The committee action came as part of a budget reconciliation package moving forward through Congress under expedited procedures. The package now goes to the House Rules Committee, chaired by Rep. David Dreier (R-Calif.). 

Earlier this week, Feinstein wrote Dreier urging him to oppose the plan.

The proposal, also approved as a stand-alone bill by the House Judiciary Committee last week, would split the Ninth Circuit in two. The restructured Ninth Circuit would include California, Hawaii, Guam, and the North Marianas Islands, while a new circuit — the Twelfth Circuit — would be created, consisting of Arizona, Nevada, Idaho, Montana, Oregon, Washington, and Alaska.

Feinstein said she intends to raise a point of order on the floor of the Senate if the Ninth Circuit split language is included in the final Budget Reconciliation conference report. Under the so-called “Byrd Rule,” the inclusion of matters in reconciliation measures not connected to its central, budgetary purpose is generally prohibited and subject to a 60-vote point of order, she said.

“This split would dramatically increase the caseload for the new Ninth Circuit and it is bad news for California,” Feinstein declared. “A new Ninth Circuit of California and Hawaii would keep 72% of the caseload of the current Ninth Circuit, but only 60% of the judges. As a result, the caseload a new Ninth Circuit would have 536 cases per judge, while the proposed Twelfth Circuit would have only 317 cases per judge.”
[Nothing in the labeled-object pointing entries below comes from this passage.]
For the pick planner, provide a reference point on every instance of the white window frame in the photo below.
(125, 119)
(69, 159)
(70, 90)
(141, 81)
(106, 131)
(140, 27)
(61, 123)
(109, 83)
The federal Administrative Office of the Courts has estimated that such a split could cost as much as $96 million in start up costs for the Twelfth circuit and $16 million in annual operating expenses, Feinstein said. She added that only three of the 24 active judges on the Ninth Circuit favor splitting the Circuit.

The four state bar associations that have taken a position on the proposed split – those of Arizona, Washington, Montana, and Hawaii – have opposed it, she said.

Supporters of the split would need 60 votes to waive the point of order and keep the measure in the bill, the senator asserted.